A spell under the Vandals in the period 439-533 CE
The years of decline of the Roman Empire were far removed from the peace and prosperity which were the order of the day when the Empire was at its peak and all the lands surrounding the Mediterranean bowed in submission to their Roman masters.
By the fifth century CE, the notion of a tamed Mare Nostrum had become a nostalgic concept as successive waves of barbarian invaders including Huns, Visigoths, Ostrogoths and Vandals carved gains into Roman territory, occasionally also sacking Rome, the very heart and nucleus of the Western Empire.
One of the many barbarian tribes which took advantage of the declining fortunes, weak leadership and leadership struggles affecting Rome during the 5th Century CE was that of the Vandals. The Vandals were a tribe of Nordic or Germanic origin. They started migrating south as early as the Second Century CE and it was during this time that they encountered the outer reaches of the Roman Empire somewhere on the Danube frontier. Two hundred years later in 422 CE the Vandals defeated the Romans in Spain and this is where their eventual connection with Malta commenced.
A series of gains and losses against the Romans in Spain eventually saw the Vandals under Gunderic win a decisive battle in 422 CE near Tarragona after the Romans’ Visigoth allies deserted them. Six years later, under Gunderic’s half brother Genseric, they commenced their conquest of North Africa where they formed a Kingdom which was to last almost one hundred years.
By the year 430 the Vandals had already progressed to Eastern Algeria where they besieged the Roman city of Hippo, home of St. Augustine the great Christian bishop, philosopher, theologian and eventual saint who died three months into the siege. A joint effort by Eastern and Western Roman Empire forces to stop the Vandals was repulsed and by 435 the Romans had signed a peace treaty with the Vandals ceding much of North Africa to them.
The Vandals were not satisfied with their gains and in 439 they broke the treaty and captured Carthage in modern Tunisia from which they invaded Sicily. Over the next few years the Vandals’ North African empire extended to the Central and Western Mediterranean island groups covering parts of Sicily, Sardinia and Corsica and Mallorca and Ibiza in the Balearic Islands. It is possible that the Maltese Islands may have at some point also formed part of their possessions although there is no documentary or archaeological evidence to support this.
The Vandal Kingdom of North Africa’s might peaked in 455 during which the Vandals sacked Rome and plundered all its riches following a failed marriage agreement between Genseric’s son Huneric and a Roman princess named Eudocia.
The Vandals pertained to a Christian sect called Arianism which was considered heretical by the Catholic Church and this led to persecutions of Catholics in territories occupied by the Vandals. Their fortunes started to decline following the death of Genseric in 477 until they were finally defeated and dispersed by the Byzantines during the reign of Emperor Justinian the First.

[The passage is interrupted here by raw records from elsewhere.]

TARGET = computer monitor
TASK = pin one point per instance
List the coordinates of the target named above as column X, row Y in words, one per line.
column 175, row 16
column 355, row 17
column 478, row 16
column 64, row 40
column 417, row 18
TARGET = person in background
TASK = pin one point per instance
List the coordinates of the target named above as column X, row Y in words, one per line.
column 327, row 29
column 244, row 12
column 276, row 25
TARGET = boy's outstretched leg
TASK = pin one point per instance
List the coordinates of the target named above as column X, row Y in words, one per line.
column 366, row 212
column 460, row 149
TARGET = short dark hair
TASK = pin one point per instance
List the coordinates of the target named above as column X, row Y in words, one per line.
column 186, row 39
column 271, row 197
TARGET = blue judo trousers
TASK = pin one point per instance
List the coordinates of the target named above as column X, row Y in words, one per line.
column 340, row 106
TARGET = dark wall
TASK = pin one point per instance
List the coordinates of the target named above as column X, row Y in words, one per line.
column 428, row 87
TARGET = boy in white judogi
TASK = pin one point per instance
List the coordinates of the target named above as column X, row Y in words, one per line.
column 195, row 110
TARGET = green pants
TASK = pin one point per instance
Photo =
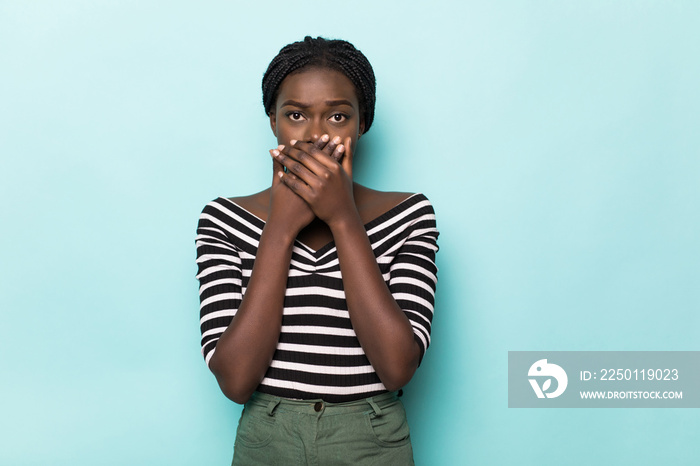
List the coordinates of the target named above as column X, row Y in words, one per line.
column 278, row 431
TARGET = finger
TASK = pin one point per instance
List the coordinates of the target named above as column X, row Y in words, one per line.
column 295, row 184
column 348, row 157
column 310, row 156
column 321, row 142
column 276, row 167
column 337, row 154
column 331, row 147
column 296, row 162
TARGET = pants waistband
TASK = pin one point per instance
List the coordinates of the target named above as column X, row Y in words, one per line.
column 272, row 403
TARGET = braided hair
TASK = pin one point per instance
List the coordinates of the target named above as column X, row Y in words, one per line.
column 337, row 55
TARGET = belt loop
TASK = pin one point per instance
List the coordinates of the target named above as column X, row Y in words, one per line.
column 375, row 406
column 272, row 405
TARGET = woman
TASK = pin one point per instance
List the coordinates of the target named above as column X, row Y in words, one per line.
column 317, row 293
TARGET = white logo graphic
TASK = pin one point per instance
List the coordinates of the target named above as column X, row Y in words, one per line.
column 543, row 369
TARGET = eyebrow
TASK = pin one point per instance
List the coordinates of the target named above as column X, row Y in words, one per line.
column 330, row 103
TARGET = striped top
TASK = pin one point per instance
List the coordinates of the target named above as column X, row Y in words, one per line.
column 318, row 354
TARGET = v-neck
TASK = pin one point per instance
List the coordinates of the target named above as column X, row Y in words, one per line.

Very little is known about this period in Malta and the period is shorn of any archaeological or written record except for an entry by the Byzantine historian Procopius who was with the Byzantine general Belisarius when they stopped briefly in or passed by Malta while en-route to Carthage where he was to bring an end to a century of Vandal rule in North Africa and eventually re-establish Byzantine control over the Central Mediterranean.
The existing tensions in the region led to a shifting power play between Byzantines, Ostrogoths and Vandals with the possibility of Malta changing hands on multiple occasions as a result of short-term strategies and shifting alliances.
The little coin which is attached to this story is a minute bronze attributed to the fifth/sixth century Vandal Kingdom of North Africa and shows a male bust on the obverse and a symbol of Victory holding a wreath on the reverse. The coin (attribution Wroth 8) weighs 0.97g with a 12.44 mm diameter. Its rarity is 6/10 and is described as Very Fine. Azzopardi mentions five Vandal coins in the National Museum’s collection although their provenance is uncertain. Such a low denomination, crude coin would very probably have been in local circulation at times when the Vandals may have held sway during these turbulent times of constant change.